Biochem Pharmacol 2015 Nov 20;98(1):92-101. Epub 2015 Aug 20.
Advanced Center for Chronic Disease (ACCDiS) and Center for Molecular Studies of the Cell (CEMC), Facultad de Ciencias Químicas y Farmacéuticas & Facultad de Medicina, Universidad de Chile, Santiago, Chile; Instituto de Ciencias Biomédicas (ICBM), Facultad de Medicina, Universidad de Chile, Santiago, Chile; Department of Internal Medicine (Cardiology Division), University of Texas Southwestern Medical Center, Dallas, Texas, USA. Electronic address:
Aim: FK866 is an inhibitor of the NAD(+) synthesis rate-limiting enzyme nicotinamide phosphoribosyltransferase (NAMPT). Using FK866 to target NAD(+) synthesis has been proposed as a treatment for inflammatory diseases and cancer. However, use of FK866 may pose cardiovascular risks, as NAMPT expression is decreased in various cardiomyopathies, with low NAD(+) levels playing an important role in cardiovascular disease progression. In addition, low NAD(+) levels are associated with cardiovascular risk conditions such as aging, dyslipidemia, and type II diabetes mellitus. The aim of this work was to study the effects of FK866-induced NAD(+) depletion on mitochondrial metabolism and adaptive stress responses in cardiomyocytes.

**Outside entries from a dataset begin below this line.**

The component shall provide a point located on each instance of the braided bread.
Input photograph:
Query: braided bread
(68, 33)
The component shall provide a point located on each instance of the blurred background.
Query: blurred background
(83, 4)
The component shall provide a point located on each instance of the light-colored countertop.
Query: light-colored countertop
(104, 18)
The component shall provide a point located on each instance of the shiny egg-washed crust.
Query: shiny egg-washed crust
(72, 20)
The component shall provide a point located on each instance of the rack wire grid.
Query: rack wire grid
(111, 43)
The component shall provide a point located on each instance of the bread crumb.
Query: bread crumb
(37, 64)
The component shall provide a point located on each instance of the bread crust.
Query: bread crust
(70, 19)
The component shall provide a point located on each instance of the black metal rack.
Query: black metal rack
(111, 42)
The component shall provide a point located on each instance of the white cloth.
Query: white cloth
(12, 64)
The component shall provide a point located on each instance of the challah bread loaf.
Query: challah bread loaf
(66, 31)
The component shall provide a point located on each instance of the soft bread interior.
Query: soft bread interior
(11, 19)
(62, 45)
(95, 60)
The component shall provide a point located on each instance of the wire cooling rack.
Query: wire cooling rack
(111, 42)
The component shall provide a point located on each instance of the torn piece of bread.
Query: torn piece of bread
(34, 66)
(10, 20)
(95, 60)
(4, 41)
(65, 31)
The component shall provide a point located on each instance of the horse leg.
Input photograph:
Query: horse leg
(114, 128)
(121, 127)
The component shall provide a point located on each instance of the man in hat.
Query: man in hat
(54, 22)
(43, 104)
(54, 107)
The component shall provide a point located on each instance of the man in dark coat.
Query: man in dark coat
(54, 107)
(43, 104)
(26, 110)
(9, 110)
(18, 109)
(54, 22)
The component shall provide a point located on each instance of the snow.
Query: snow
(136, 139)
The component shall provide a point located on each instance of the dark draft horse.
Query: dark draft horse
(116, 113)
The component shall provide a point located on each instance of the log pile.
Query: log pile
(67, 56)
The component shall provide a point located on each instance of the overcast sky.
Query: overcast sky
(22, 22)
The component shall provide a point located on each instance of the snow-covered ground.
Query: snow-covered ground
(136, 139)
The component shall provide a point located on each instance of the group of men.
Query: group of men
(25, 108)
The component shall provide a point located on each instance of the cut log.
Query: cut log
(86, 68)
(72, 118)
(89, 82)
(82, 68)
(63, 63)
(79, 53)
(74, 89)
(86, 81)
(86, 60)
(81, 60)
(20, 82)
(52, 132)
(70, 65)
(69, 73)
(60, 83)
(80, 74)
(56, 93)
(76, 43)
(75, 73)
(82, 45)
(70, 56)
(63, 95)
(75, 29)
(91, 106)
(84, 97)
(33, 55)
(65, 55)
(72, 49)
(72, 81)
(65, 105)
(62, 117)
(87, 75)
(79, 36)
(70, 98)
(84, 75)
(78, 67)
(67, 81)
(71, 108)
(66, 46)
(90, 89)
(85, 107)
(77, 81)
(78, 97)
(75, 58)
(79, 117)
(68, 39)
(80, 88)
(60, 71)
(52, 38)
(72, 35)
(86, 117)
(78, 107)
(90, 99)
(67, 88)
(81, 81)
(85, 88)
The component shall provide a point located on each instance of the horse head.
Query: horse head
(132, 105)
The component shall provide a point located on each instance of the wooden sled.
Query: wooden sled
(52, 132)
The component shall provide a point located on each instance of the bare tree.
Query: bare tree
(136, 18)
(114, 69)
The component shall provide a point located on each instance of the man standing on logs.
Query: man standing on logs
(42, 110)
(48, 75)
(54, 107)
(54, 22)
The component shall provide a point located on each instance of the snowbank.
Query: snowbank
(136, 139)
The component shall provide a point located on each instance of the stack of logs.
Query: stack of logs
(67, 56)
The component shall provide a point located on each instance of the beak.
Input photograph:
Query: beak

Methods And Results: FK866 was used to deplete NAD(+) levels in cultured rat cardiomyocytes. Cell viability, mitochondrial metabolism, and adaptive responses to insulin, norepinephrine, and H2O2 were assessed in cardiomyocytes. The drop in NAD(+) induced by FK866 decreased mitochondrial metabolism without changing cell viability. Insulin-stimulated Akt phosphorylation, glucose uptake, and H2O2-survival were compromised by FK866. Glycolytic gene transcription was increased, whereas cardiomyocyte hypertrophy induced by norepinephrine was prevented. Restoring NAD(+) levels via nicotinamide mononucleotide administration reestablished mitochondrial metabolism and adaptive stress responses.
Conclusion: This work shows that FK866 compromises mitochondrial metabolism and the adaptive response of cardiomyocytes to norepinephrine, H2O2, and insulin.